ティアラの予知を見た直後、実際の時間ではほんの数秒だけ固まっていたであろう私達は弾かれるように顔を上げた。

本当にあの子なにをやってるの⁈いやわかる!やろうとしたことや思考の行く末はわかるけれども‼︎‼︎全く共感できない‼︎特に最後の言葉は完全に自己満足の正当化だ。


ライアーを追ってることを知る裏稼業達の言葉を聞けば、このままだとレイの探す人間が恩人か宿敵か知らずとも確かにライアーが被害に遭うかもしれない。実際男達は仄かしていたし、そうするつもりだったのだろう。

けど、だからといって自分で撒いた種を焼却処分⁈制限したとはいえ自分が情報を彼らに撒いたのに、今度はその連中を「情報を持ってるから」を理由に皆殺ししようとするなんて‼︎

がっつり殺しちゃう上に、続いて大火事騒ぎ。ただでさえ余罪を控えているレイが、このままだとライアーを見つける前に捕らえないといけなくなる。というかそれ以前にレイをこんなところで人殺しにするわけにはいかない‼︎


しかもあの様子だと他の裏稼業達を全員追い払うどころか自ら始末に回ろうとしている。正直、レイが本気で特殊能力を使えば死体も残さず殺すなんて簡単だ。

泣くティアラを抱き締め、今の予知を見せたのは私達だけか尋ねながらレイのやらかしに頭が痛くなる。ティアラがこくこくと小さな頷きで返してくれる間に、ステイルからの問いに衛兵も侍女も言葉の意味もわからないように見返した。

私達以外誰もティアラの〝啓示〟を見ていない。彼女自身も私達にしか見せようとはしなかったらしい。……きっとおおごとにしたらどうなるかティアラもわかったからだろう。

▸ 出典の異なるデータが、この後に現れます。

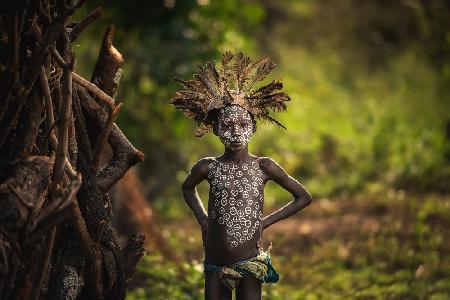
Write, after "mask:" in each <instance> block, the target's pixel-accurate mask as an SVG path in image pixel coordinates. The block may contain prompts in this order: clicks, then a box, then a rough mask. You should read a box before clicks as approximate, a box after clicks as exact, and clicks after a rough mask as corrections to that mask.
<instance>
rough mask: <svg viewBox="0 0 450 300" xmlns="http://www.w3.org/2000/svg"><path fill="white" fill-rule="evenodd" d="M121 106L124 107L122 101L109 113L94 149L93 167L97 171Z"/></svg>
mask: <svg viewBox="0 0 450 300" xmlns="http://www.w3.org/2000/svg"><path fill="white" fill-rule="evenodd" d="M121 107H122V103H119V104H118V105H117V106H116V107H115V108H114V111H113V113H112V114H108V119H107V121H106V124H105V126H104V127H103V129H102V132H101V133H100V137H99V138H98V144H97V146H96V147H95V150H94V159H93V161H92V168H93V169H94V170H95V171H97V170H98V167H99V165H100V158H101V155H102V153H103V149H104V148H105V146H106V142H107V139H108V137H109V134H110V132H111V129H112V127H113V125H114V122H115V120H116V118H117V115H118V114H119V112H120V108H121Z"/></svg>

「お姉様っ……アーサーも……あの方に見覚えが……?あの黒い……」

ティアラの潜めた声に、私は腕の力で返す。

そのまま彼女にだけ見えるように頷けば、ほっとティアラの強張った肩から力が抜けた。間違いない、あれはレイだ。

ティアラはレイに直接会ったことはない。けれど、明らかに脅されている側だった青年が間違った道に足を踏み外した瞬間なのはティアラもわかったに決まっている。

さっきまで安易に侍女達にも話せなかったのもだからだ。母上達に〝予知〟の詳細が渡ったら、確実にどんな理由があれ指名手配される。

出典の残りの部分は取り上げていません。